The tax office’s Fraud Sign Prevention (FSV) was in use from 2013 until 2020 when newspaper Trouw and RTL Nieuws blew the whistle on the existence of the secret list. The AP has since found that a precursor of that system had been in place since 2001.

The lists contained the names of 270,000 alleged perpetrators of income tax fraud, including minors and the parents innocently caught up in the childcare benefit scandal.

‘Of course fraud needs to be tackled but we found that the tax office registered and used signals of fraud in a way that is absolutely against the rules. Innocent people have been duped,’ AP chairman Aleid Wolfsen said at the presentation of the report.

Reasons for ending up on the list could be making large tax deductions, a request for information from benefit organisations or even a random tip off.

‘Tip offs from neighbours, or from an angry ex partner could get people onto that list. And once you were on it, you were assumed to have fiddled your taxes,’ Wolfsen said.

The tax office didn’t stop there, the AP found. Too many members of staff had access to the files and data was kept too long. Information about the health of some 20,000 people was also included in their files.
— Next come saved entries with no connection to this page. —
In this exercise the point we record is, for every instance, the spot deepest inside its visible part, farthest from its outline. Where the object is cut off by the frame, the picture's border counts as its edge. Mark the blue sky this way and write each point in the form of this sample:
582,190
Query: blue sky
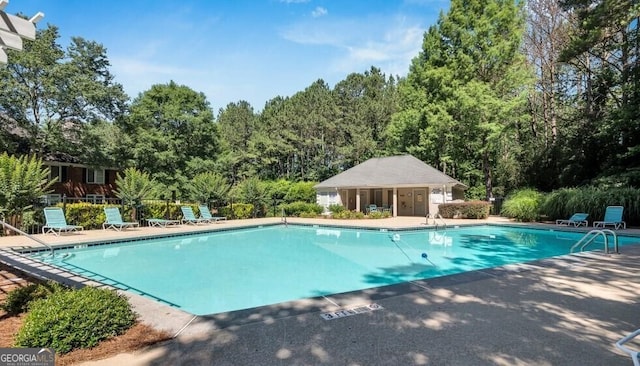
234,50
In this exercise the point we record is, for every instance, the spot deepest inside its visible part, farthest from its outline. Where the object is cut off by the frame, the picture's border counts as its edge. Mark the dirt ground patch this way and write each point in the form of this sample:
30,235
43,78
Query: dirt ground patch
139,336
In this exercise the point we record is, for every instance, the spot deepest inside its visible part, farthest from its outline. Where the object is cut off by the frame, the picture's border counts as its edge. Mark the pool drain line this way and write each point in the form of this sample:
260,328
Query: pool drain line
185,326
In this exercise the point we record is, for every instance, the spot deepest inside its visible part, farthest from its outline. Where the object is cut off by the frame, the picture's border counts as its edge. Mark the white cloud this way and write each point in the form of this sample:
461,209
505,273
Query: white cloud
387,43
318,12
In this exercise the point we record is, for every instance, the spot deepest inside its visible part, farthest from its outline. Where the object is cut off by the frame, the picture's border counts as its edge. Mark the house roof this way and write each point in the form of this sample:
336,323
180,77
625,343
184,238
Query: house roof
392,171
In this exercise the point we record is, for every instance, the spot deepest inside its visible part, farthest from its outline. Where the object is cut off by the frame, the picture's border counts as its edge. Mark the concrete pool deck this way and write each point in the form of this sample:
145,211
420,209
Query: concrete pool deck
567,310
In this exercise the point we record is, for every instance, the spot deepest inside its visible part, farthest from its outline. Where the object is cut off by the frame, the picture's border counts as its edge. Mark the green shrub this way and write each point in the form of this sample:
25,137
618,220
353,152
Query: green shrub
18,300
348,215
379,215
158,210
299,207
240,211
336,208
523,205
465,210
87,215
301,191
562,203
73,319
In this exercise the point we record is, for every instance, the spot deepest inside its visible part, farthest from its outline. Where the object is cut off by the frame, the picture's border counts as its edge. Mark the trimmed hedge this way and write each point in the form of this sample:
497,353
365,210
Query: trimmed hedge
240,211
523,205
348,215
19,300
465,210
74,319
562,203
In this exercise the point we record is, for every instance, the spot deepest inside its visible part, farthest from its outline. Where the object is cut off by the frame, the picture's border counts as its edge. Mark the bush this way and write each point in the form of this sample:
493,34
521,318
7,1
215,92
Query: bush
158,209
87,215
239,211
348,215
301,191
336,208
379,215
299,207
562,203
73,319
523,205
465,210
18,300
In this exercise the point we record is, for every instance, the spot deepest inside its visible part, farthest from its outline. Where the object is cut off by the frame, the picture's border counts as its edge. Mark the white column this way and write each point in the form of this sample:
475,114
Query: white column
395,202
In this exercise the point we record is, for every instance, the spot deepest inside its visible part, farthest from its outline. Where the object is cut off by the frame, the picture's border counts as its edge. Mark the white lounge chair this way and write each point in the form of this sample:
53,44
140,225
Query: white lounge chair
635,355
612,217
56,222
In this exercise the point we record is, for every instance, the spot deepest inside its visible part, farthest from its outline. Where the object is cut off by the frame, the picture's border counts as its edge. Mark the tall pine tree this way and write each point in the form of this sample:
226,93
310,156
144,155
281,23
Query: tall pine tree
464,92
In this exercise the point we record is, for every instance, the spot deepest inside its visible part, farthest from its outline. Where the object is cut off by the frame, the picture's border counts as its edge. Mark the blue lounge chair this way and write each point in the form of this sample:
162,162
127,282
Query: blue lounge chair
114,220
188,217
162,222
612,217
635,355
578,219
56,222
206,214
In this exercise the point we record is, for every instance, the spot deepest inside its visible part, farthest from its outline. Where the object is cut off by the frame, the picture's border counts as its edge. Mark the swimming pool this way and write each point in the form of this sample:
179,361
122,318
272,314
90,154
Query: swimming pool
231,270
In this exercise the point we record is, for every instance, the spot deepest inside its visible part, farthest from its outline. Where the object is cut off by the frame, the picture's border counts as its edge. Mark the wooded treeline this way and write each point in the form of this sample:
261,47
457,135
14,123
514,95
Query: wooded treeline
504,94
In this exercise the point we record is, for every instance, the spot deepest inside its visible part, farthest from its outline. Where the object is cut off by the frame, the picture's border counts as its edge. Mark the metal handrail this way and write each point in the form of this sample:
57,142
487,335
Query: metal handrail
13,228
589,237
436,217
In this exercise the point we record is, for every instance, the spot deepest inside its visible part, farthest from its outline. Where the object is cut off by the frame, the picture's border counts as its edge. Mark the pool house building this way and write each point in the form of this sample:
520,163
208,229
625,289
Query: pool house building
403,185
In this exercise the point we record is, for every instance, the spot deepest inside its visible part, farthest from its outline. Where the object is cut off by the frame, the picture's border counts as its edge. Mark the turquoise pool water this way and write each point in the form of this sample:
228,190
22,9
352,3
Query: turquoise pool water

The tax office is currently looking at the files to find out what the reason for the blacklisting was in each case, but it is thought that in half of them, the reason will never become clear.

The impact of being on the list for people and businesses is currently being looked at by consultancy PWC. The finance ministry has already said some 15,000 people experienced adverse financial effects. They were, for instance, denied personal payment schemes or their tax returns came under extra scrutiny.

The practice also contributed to the ‘unparalleled wrong’ suffered by families who were caught up in the tax office child benefits scandal, which eventually led to the collapse of the government.

The AP is considering fining the tax office but wants to wait for a reaction from caretaker finance minister Wopke Hoekstra first.